Being black in the alt magazine worldPosted: June 23, 2011
Man, I feel like I finally understand what people mean when they say your work is your life. I’m gone by 8:30am and don’t get back til 7 and by then, I’m so tired I can’t do anything but eat my fried rice and toast with Nutella. (I shall be jogging on the weekends to mitigate the damage).
I work downtown at an entertainment magazine. And I love it. Even when it’s supposed to be boring, I still find it interesting. Half the time I can’t believe I’m actually there– with a company email address, my own desk, my own phone. Transcribing interviews and (once so far) writing my own stories. It’s awesome.
And very white.
Now, my magazine has a lot of gay people. It’s makes sense; there’s a gay and lesbian section in the magazine. But it’s not as if all the gays are in that one section. The senior editor is gay, the web designer, one of the people in the kids section, a lot of people in photography and art. They are fully integrated into the magazine. In fact the magazine’s employment book explicitly states that it does not discriminate based upon sexual orientation and the section on paid leave puts weddings/commitment ceremonies in the same sentence. Heck, last week’s cover was of a man plastered in rainbow paint in honor of this weekend’s upcoming Pride festival. If you’re gay, it’s more than okay. It makes sense. It caters to the magazine’s demographic. But it’s also why the overwhelming whiteness of the magazine doesn’t make sense to me. On my first day, I was the ONLY PERSON OF COLOR. And when I say only, I mean only. In the whole office. And it’s a large office. It takes a lot of people to get a magazine to run, not only do you have the editorial team (or edit as they call it), you’ve got advertising and HR and other stuff I didn’t quite catch on my whirlwind tour the first day.
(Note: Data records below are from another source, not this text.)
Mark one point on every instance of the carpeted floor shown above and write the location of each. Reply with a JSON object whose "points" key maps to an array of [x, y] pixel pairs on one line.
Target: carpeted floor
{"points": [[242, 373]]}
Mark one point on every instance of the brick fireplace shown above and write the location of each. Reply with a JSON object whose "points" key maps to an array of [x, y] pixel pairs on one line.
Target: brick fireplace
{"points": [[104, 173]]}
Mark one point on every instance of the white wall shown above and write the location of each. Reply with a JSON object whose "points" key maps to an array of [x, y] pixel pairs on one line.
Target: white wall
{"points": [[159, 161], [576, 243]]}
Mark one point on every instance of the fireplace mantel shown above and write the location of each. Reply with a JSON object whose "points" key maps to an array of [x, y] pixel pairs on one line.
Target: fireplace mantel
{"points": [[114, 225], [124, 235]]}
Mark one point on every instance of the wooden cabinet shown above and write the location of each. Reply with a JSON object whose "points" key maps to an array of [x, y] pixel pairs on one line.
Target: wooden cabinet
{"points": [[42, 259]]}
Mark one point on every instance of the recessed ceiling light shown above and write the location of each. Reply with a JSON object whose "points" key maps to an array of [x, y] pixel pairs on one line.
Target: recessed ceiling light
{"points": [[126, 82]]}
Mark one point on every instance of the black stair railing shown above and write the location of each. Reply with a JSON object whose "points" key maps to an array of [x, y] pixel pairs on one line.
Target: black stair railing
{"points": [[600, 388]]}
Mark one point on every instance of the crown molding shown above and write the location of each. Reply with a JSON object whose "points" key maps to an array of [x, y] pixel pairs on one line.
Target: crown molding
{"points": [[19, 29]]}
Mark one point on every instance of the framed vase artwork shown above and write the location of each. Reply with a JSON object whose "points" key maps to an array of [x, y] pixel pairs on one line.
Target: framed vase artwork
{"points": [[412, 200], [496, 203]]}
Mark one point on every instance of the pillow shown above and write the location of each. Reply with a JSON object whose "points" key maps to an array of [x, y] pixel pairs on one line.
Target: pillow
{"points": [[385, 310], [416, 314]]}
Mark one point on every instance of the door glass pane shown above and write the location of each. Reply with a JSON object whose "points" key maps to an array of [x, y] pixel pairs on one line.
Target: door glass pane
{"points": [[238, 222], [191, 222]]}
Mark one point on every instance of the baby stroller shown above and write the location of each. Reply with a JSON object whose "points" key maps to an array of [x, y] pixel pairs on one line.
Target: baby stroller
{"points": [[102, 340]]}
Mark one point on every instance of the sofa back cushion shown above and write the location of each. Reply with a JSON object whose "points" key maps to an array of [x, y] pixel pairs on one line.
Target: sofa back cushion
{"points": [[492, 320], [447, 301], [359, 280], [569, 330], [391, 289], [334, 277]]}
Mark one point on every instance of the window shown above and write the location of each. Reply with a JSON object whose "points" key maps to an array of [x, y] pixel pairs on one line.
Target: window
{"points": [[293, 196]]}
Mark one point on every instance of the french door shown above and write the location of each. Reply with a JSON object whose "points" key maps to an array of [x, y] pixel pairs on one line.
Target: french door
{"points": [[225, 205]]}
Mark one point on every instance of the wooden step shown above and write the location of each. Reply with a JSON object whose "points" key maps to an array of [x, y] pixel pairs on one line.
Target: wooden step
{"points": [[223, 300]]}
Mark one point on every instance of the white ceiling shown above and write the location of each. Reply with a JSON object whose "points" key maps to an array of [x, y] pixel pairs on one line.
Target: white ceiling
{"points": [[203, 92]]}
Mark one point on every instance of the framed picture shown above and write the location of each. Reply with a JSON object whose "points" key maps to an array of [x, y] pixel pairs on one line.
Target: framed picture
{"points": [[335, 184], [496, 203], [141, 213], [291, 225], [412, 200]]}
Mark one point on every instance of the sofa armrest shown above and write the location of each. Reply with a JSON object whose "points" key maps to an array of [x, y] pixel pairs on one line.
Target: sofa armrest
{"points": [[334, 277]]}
But yeah, walking into that office, I felt so aware of my blackness. My literal blackness. Like the actual color of my skin. There were no Hispanics, not even any hipster Asians. It was all white. Except for me*.
Racial homogeneity in the mainstream journalism world is particularly confusing to me. Because it is illogical. It really makes no sense. Publications thrive on the diversity of ideas. At some point that diversity begins to run out when everyone shops at the same thrift stores, wears the same nonprescription glasses, eats at the same Wicker Park restaurants. Eventually those fresh ideas come to a screeching halt. And the thing that kills me is that most journalists are painfully aware of these disadvantages. They freely admit it. But admitting it is not the same as doing something about it and this is so often where people stop. If you have the gall to say that Chicago is an extremely segregated city, why not take the first step and try hiring more minorities as staff? If you write a feature on gentifrication, why not mention black hair the next time you write a story on the best salons in the city? If you are truly committed to racial diversity, you’re going to have to step up to the plate.
Today, a black guy was waiting for the elevators on the way out. We both looked at each other. “You an intern?” He asked. “Yes.” I said. “Edit?” “Yes?” “Cool, cool.” He said. “What department do you work in?” I asked. “Marketing.” he responded. He asked what school I went to; I told him and he said I was smart (that’s one of the cool things about working in a culturally-savvy office; people have actually heard of the University of Chicago and you get to feel all hoity-toity). As we stepped off the elevator, he told me that I should stop by his desk if I have any questions or concerns.
He didn’t say it in a creepy, coming-onto-me way. He meant it in that ‘go forth young sister’ way. I can’t fault him. Because we’re both black in the alt magazine world.
*Turns out that I’m not the only black person in editorial! One of the staff writers is black! Yay. And the woman that hired me is really awesome and really passionate about racial diversity on staff. That’s cool. So I definitely don’t mean to come across as all doom and gloom.